Invader
Arcade, 1973
Looking back as far as history allows, games and toys have been used small physical items to represent real tools, weapons and creatures. One might propose the argument that the use of such abstractions is what allowed humans to develop technology and civilization.
Spare time has always been a marketing opportunity. In the early seventies the first practical video games began to appear in traditional arcades. Tucked between the pinball machines, shooting and racing games, those early video game machines were a turning point in human consciousness. No longer limited to the mechanical laws of physics, gamers had to contend with programs run by electronic computers, faster than any human reflex, programmed to create a virtual "reality" , crude at first, but now extremely sophisticated and seductive. A lot of spare time has been turned to money since then, with computer games now challenging (and blurring the line between) movies, sports and television for the top form of recreational pastime.
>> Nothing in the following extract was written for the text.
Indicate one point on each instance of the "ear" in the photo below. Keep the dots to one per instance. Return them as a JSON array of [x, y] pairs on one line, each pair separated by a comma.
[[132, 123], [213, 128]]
So where will it lead? The idea of actually learning a discipline (music, art, writing) which requires a lengthy learning process, seems old-fashioned or even foreign to many young people. Perhaps it never was as widespread as it now seems through the sentimental rear-view mirror of memory. But no matter how complex "modeling programs" become, whether in games or sociology or (shudder) economics, there is always a need for human reasoning and interaction.
The messy stuff. The real stuff dreams are made of.